O meio-campo foi o setor que mais alterações sofreu. Saíram os médios de recorte fino, mais cerebrais, para as entradas de jogadores mais físicos e robustos. Entraram Doumbia, Altimira, Silas Andersen e Pedro Lima. Os últimos dois parecem ser opções secundárias por agora. Doumbia encantou na pré-época, mas, neste momento, parece não ter um lugar definido no esquema de Rui Borges. Seja no meio ou encostado à linha, não há dúvidas quanto à qualidade do médio. Tem qualidade no transporte, uma dimensão física do outro mundo e um remate de meia-distância perigoso para os guarda-redes adversários. Resta encontrar um equilíbrio entre o caos ofensivo e o momento defensivo, quando o conseguir promete ser um jogador de alto nível e para outros campeonatos.

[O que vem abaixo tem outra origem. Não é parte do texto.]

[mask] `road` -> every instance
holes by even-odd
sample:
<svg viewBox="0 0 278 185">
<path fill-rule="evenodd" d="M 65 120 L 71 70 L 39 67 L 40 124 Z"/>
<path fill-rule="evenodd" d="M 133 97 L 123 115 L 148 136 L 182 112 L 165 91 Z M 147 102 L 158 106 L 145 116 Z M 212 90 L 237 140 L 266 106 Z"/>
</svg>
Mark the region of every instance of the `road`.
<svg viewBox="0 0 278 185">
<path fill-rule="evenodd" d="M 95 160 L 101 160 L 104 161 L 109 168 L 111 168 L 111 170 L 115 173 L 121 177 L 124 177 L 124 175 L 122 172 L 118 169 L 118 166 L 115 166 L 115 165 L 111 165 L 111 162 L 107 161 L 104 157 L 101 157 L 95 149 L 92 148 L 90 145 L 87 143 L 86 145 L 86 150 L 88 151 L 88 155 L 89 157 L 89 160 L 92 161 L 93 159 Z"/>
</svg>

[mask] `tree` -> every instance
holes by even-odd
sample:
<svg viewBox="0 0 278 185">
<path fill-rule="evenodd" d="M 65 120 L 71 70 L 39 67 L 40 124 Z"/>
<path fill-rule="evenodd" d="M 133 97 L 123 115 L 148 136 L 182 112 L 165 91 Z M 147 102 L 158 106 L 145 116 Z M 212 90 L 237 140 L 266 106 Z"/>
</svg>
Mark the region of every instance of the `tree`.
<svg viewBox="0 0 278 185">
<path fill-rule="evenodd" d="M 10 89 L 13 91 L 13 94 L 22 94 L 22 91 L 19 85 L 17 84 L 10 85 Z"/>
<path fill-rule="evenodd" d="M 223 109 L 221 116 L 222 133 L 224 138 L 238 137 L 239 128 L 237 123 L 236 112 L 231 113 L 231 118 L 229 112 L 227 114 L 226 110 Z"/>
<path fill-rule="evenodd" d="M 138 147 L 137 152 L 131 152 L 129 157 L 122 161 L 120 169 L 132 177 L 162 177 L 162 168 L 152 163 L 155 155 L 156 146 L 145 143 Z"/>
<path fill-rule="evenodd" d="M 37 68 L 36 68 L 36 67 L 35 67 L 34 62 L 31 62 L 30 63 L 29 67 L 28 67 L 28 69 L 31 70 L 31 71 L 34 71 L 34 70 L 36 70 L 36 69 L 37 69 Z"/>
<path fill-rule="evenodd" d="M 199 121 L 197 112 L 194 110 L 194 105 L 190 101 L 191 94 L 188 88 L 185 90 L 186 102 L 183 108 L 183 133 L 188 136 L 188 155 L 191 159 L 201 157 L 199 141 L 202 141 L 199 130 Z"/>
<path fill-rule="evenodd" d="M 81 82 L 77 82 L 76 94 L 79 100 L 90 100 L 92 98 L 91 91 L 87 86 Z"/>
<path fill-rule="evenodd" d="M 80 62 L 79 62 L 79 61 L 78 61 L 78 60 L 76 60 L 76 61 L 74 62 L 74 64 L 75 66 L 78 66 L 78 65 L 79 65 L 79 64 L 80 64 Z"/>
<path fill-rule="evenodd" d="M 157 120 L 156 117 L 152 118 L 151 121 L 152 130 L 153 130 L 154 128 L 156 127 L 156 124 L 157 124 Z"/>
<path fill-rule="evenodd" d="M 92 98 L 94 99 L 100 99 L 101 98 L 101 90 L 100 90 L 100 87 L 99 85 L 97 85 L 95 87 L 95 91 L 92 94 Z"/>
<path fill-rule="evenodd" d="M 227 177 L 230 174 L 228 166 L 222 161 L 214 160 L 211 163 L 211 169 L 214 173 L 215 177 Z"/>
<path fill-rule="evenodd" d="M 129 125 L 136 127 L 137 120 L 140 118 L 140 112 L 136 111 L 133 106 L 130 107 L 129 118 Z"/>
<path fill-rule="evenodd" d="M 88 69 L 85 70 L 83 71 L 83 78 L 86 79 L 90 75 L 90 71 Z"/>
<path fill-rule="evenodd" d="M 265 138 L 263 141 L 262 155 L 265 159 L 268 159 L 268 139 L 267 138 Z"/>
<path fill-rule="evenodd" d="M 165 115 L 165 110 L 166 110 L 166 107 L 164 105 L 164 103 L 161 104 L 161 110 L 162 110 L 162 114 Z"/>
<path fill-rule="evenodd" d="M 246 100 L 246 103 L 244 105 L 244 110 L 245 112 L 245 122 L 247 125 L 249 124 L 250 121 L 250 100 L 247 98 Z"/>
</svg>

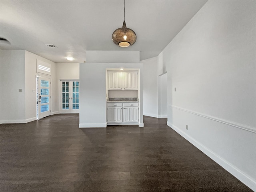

Sobre Altimira, não há muito para dizer. O médio espanhol tem sido o melhor reforço desta nova era leonina. Calmo com bola, assertivo nos duelos, o número “5” do Sporting tem impressionado. Altimira tem uma qualidade absurda, tanto no momento de construir, como no momento de “destruir”. O espanhol tem assumido o papel de “maestro”, com uma posição mais discreta, mas com um impacto bem visível. Em termos de lacunas no meio-campo, parece faltar um “8”, um jogador que consiga pautar as diferentes fases do jogo, mais próximo de um Morita ou Pedro Gonçalves.
No ataque, chegaram mais opções para Rui Borges. Zalazar ainda não mostrou a qualidade que encantou a “Pedreira”. O uruguaio ainda não correspondeu às expectativas, criadas muito pelo valor pago pela sua transferência. O título de “jogador mais caro da história do Sporting” pesa, sobretudo no impacto dentro das quatro linhas, os adeptos querem ver uma retribuição pelo valor pago, o que cria uma pressão extra no jogador. A qualidade de Zalazar é inegável, apesar de ainda não ter sido vista em Alvalade.


Para as linhas, Irankunda e Derry chegam como jovens com potencial. Derry chega sem opção de compra, sendo mais um jogador de plantel, para rodar em fases de maior desgaste. Já Irankunda procura relançar a carreira, depois de ser visto como uma promessa a nível mundial, tendo sido contratado pelo Bayern. Neste momento, não é titular, mas é uma opção viável de rotação, com o Sporting a ter a oportunidade de beneficiar bastante da rapidez e drible do australiano.
O Sporting arranca a nova época com um plantel recheado de caras novas. As vendas e entradas do Sporting contam uma história, representam uma mudança nos leões, desta vez moldado à imagem de Rui Borges. Com estas alterações, o treinador leonino tem a oportunidade perfeita para construir uma equipa na qual se identifique e que seja fiel à sua ideia de jogo. Nem tudo são rosas: Rui Borges fica sem desculpas. A direção investiu, reforçou a aposta no treinador, cabe ao próprio provar que tem o que é preciso para continuar no cargo.